Reconfiguring Defence for reasons of a changed world…

DEFENCE & FUTURE OVERSEAS PARTNERSHIPS

Over the course of the last half-century defence spending has attracted and been a hot issue of contention. This has been brought to the fore in recent times, through government rounds of budget and expenditure reductions. Most notably, the 2010 Strategic Defence and Security Review and the cuts to overall manning levels to the armed services have brought the issue into sharp focus. Critics argue this has seriously skewed our defence posture and capability towards mammoth (and massively expensive) commitments such as upgrading and maintaining Trident and the development of new aircraft carriers.

Last month, former US defence secretary, Robert Gates, asserted that defence cuts in Britain have left the UK unable to be a ‘full partner’ in future military operations with the United States. As a result of defence cuts, Mr Gates believes that the UK no longer has ‘full-spectrum capabilities’. This, he says, will affect the UK’s ability to be a full partner and will change the dynamics of how operations are conducted in the future. His comments came in the wake of remarks by General Sir Nicholas Houghton, the Chief of the Defence Staff, who said that manpower is increasingly being perceived as an ‘overhead’ and that Britain’s defence capabilities have been ‘hollowed out’.

It is right that these cuts have been questioned in the UK. The concerns over the knock-on direct and indirect effects on local economies, and the dangers of global military over-stretch, have been well aired. At the same time, however, many have long queried the need for such a large and over-bloated defence budget, particularly when our appetite for overseas engagements in the wake of Iraq and Afghanistan conflicts has greatly diminished.

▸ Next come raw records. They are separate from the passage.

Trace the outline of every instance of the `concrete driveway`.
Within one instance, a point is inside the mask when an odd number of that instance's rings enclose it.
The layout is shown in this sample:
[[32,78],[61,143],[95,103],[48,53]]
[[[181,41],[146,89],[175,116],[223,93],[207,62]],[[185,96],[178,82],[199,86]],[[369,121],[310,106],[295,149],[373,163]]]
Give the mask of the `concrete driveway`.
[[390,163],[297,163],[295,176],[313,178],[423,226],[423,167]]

The world has changed, too. Britain is certainly not the global power she once was. There is perhaps room for debate on the reasons for this relative decline, but some truths are incontrovertible. The growing focus of global power and wealth from West to East, the profound change in the nature and structure of armed conflict and the threats that we face to our national security are all factors that must enter the equation if we are to explain and account for how the world has changed and how, as a consequence, our influence has declined. Our reduced military capabilities reflect in large part the need to bear down and address our massive budget deficit and public debt. Such considerations have, as Gates himself stated, also forced spending reductions in the US.

But what is also true is that Britain is less committed in performing the role of being an acquiescent subordinate to the United States in international affairs. Widespread disquiet has also stemmed from the ubiquitous relationship that US intelligence has with Britain’s intelligence services and the close links that have existed between America’s National Security Agency (NSA) and Britain’s communications and listening posts at GCHQ in Cheltenham. In light of these considerations, it is only right and proper that the UK’s military relationship with the US be subject to re-examination.

Public ambivalence is not likely to stop there, either. It should also lead in due course to a more searching examination of Britain’s future commitment to Trident and what justifications there are in keeping a nuclear deterrent. Particularly so, given the changing political landscape in the UK and the very real prospect of Scotland (where Trident and the nuclear deterrent is housed against its will) becoming an independent nation. The referendum for Scottish independence is to be held this year in September.

It may be tempting to compare our defence capacity with what the country was able to sustain in the past and no-doubt some will rue Britain’s reduced capabilities. But the fact remains that the world has changed and with it the shifting balance of global power. It is to the future, not the past, which we should now look in how our overseas partnerships are formed. Britain’s defence arrangements will become a reflection of these changed requirements.